Quando ero piccino, di fronte casa dei miei nonni, una mattina vidi un manifesto rosso e grigio raffigurante tre uomini senza volto. Ero un bambino, ma quei visi privi di lineamenti mi colpirono: sembravano cattivi. L’unico elemento distintivo, del resto, era un ghigno sinistro, senza occhi né naso: altro che l’uomo nero. Il marketing elettorale degli anni ’90 non era granché, ma a un “caruso” in fasce ancora sfuggiva il richiamo allegorico alla società civile. Il manifesto, ça va sans dire, era quello della Rete di Leoluca Orlando.

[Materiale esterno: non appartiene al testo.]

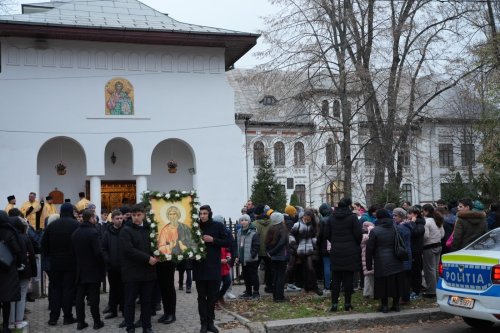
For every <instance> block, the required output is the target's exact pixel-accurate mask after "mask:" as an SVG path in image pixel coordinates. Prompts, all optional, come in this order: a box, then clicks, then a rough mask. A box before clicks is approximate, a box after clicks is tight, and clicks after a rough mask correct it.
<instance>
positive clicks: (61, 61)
mask: <svg viewBox="0 0 500 333" xmlns="http://www.w3.org/2000/svg"><path fill="white" fill-rule="evenodd" d="M257 38H258V35H255V34H250V33H242V32H236V31H230V30H224V29H217V28H209V27H202V26H197V25H192V24H186V23H181V22H178V21H175V20H173V19H172V18H170V17H169V16H168V15H166V14H163V13H160V12H158V11H155V10H154V9H152V8H150V7H148V6H146V5H144V4H142V3H141V2H139V1H136V0H101V1H99V0H98V1H90V0H89V1H63V2H61V1H58V2H47V3H37V4H32V5H23V13H22V14H18V15H4V16H0V44H1V53H0V55H1V59H0V65H1V71H0V110H1V117H2V122H1V123H2V125H1V129H0V139H1V141H2V143H3V144H2V145H1V146H0V152H1V154H2V156H4V157H5V158H6V159H7V160H8V161H9V162H8V163H3V165H2V167H1V174H0V197H7V196H8V195H11V194H14V195H16V197H17V198H18V203H19V202H22V201H24V200H25V198H26V199H27V196H28V193H29V192H32V191H33V192H36V193H37V194H38V195H39V197H41V196H46V195H49V193H51V192H53V191H57V192H59V193H61V192H62V194H63V197H64V198H69V199H71V202H76V201H77V198H78V193H79V192H81V191H85V192H86V194H87V196H88V197H89V198H90V200H91V201H92V202H93V203H94V204H95V205H96V206H97V211H99V210H100V209H101V208H107V209H112V208H114V207H118V206H120V205H121V203H122V202H127V201H128V202H135V201H139V200H140V195H141V193H142V192H143V191H145V190H147V189H150V190H158V191H165V192H167V191H169V190H171V189H175V190H185V191H190V190H192V189H196V191H197V192H198V196H199V200H200V202H201V203H203V204H205V203H207V204H210V205H212V208H213V210H214V211H216V212H218V213H221V214H226V215H229V214H231V215H232V214H235V212H238V211H239V209H240V207H241V205H242V203H244V202H245V200H246V197H245V196H246V195H245V190H244V189H245V186H246V180H245V179H244V177H242V174H244V172H245V163H244V159H243V158H242V156H243V152H242V151H243V148H242V147H243V146H244V141H243V138H242V135H241V129H240V128H239V127H238V126H237V125H236V123H235V119H234V113H235V112H234V99H233V95H234V94H233V91H232V88H231V86H230V85H229V83H228V81H227V78H226V75H225V72H226V70H228V69H229V68H230V67H231V66H233V64H234V63H235V62H236V61H237V60H238V59H239V58H240V57H241V56H243V55H244V54H245V53H246V52H247V51H248V50H249V49H250V48H251V47H252V46H253V45H255V43H256V39H257Z"/></svg>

Qualche anno dopo, da adolescente, vissi con profondo disincanto la stagione del cuffarismo: l’idea che da un lato stessero delinquenti e malfattori e dall’altro uomini probi mi convinceva poco, anche perché avevo visto da vicino alcuni avanzi dell’Ars, di destra e sinistra, onorevoli solo sulla carta, poco presi dalla vita pubblica ma assuefatti dalla necessità di coltivare il sottobosco di governo. Lo facevano sfacciatamente innanzi ai giovani militanti di partito, giusto per educarli al malcostume e alla disillusione. Ricordo una brutta campagna elettorale, dai toni duri e con colpi sotto la cintura. Il logo del centro-sinistra unito, una specie di onda marina travolgente, ancora non lo sapevo ma sarebbe stato l’antesignano dello tsunami tour. Sopra spiccava un nome noto: Leoluca Orlando.

Oggi ho 30 anni, di acqua sotto i ponti ne è passata, ma il sindaco di Palermo sta sempre lì, sullo scranno più alto del capoluogo, regista dell’Anci isolana, reuccio senza scettro e sovrano di una monarchia pallida e priva di ambizioni. Il famigerato “tutto cambia perché nulla cambi”, eredità gattopardesca che ogni siculo tramanda alle nuove generazioni, è stato superato dagli eventi. Sull’immobilismo delle forze politiche, sull’incapacità d’intercettare i tempi esprimendo un ricambio generazionale, bisognerebbe riflettere seriamente. C’è una leva di siciliani cresciuta all’ombra di uomini mediocri, statisti della domenica, e se il M5S registrerà un successo alle prossime regionali, beh la colpa non sarà certo del populismo spiccio.

Nel microcosmo italiano regna sempre l’adagio delle forze laiche: non moriremo democristiani. A certe latitudini, nel profondo sud, prevalgono ancora logiche borboniche o para-feudali: un Orlando è per sempre.